Taj Gibson – Taj Gibson has been one of the most underrated players in the league for the last three years. Though he does not dominate at any one thing, he contributes in every facet of the game and helps his team win. Gibson gets a block or two every game and a steal. He can score from 15 feet out on the floor with jumpers or with his footwork in the post. In a game where position is becoming less important, Gibson plays like the prototypical power forward and is an asset because of it.
Nene Hilario – Nene has one of the most complete low post games in the pros. He has polished footwork, effective counters, and a good foundation of basic moves around the basket. He plays a brutish game in the paint, but regularly uses finesse to finish plays when he is contested. And, Hilario has enough range on his shot to keep defenses honest. Though he does not score 20 ppg. or pull down 10 boards a game, his averages of 17.4 ppg. and 6.8 rebounds per game is part of a balanced attack in Washington that has put the team in the playoffs.

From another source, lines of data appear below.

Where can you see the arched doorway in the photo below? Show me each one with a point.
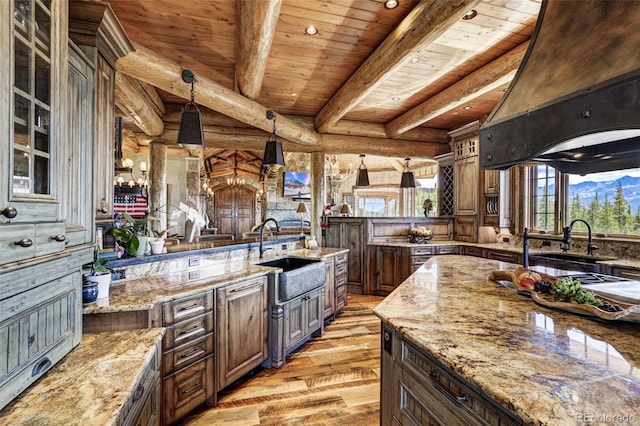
(234, 209)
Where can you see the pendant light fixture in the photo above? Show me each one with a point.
(408, 180)
(273, 156)
(190, 134)
(363, 173)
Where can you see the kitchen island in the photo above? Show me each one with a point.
(461, 349)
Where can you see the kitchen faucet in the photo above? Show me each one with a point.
(262, 233)
(565, 240)
(567, 233)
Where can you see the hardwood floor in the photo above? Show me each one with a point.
(331, 380)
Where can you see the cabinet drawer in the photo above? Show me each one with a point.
(187, 307)
(419, 260)
(448, 250)
(188, 353)
(186, 331)
(341, 297)
(341, 280)
(10, 235)
(187, 389)
(421, 251)
(50, 238)
(455, 402)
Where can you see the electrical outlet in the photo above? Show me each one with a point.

Andre Drummond – Andre Drummond was one of the most efficient players in the NBA last season. And, if his free throw percentage of 41.2% was any higher, he could have made the Eastern Conference All-Star team last year. Drummond brought averages of 13.5 points and 13.2 rebounds per game on 62.3% field goal percentage to the Detroit Pistons. He was a bully under the rim and explosive in the air in 2013-2014. With more touches this season, he could become a star in the NBA.
DeMarcus Cousins – DeMarcus Cousins is quietly posting All-Star numbers in Sacramento. He averaged 22.7 points, 11.7 rebounds, 2.9 assists, 1.3 blocks and 1.5 steals per game in the 2013-2014 season. But more importantly, he served as a quintessential building block of an organization that has been in upheaval for a decade. Cousins plays physical basketball and uses strength and leverage more than explosive leaping. He has a low center of gravity and uses his lower body to get positioning and to knock defenders off balance in the post. With more consistency and a little more maturity, DeMarcus could be a force in the league for the next decade.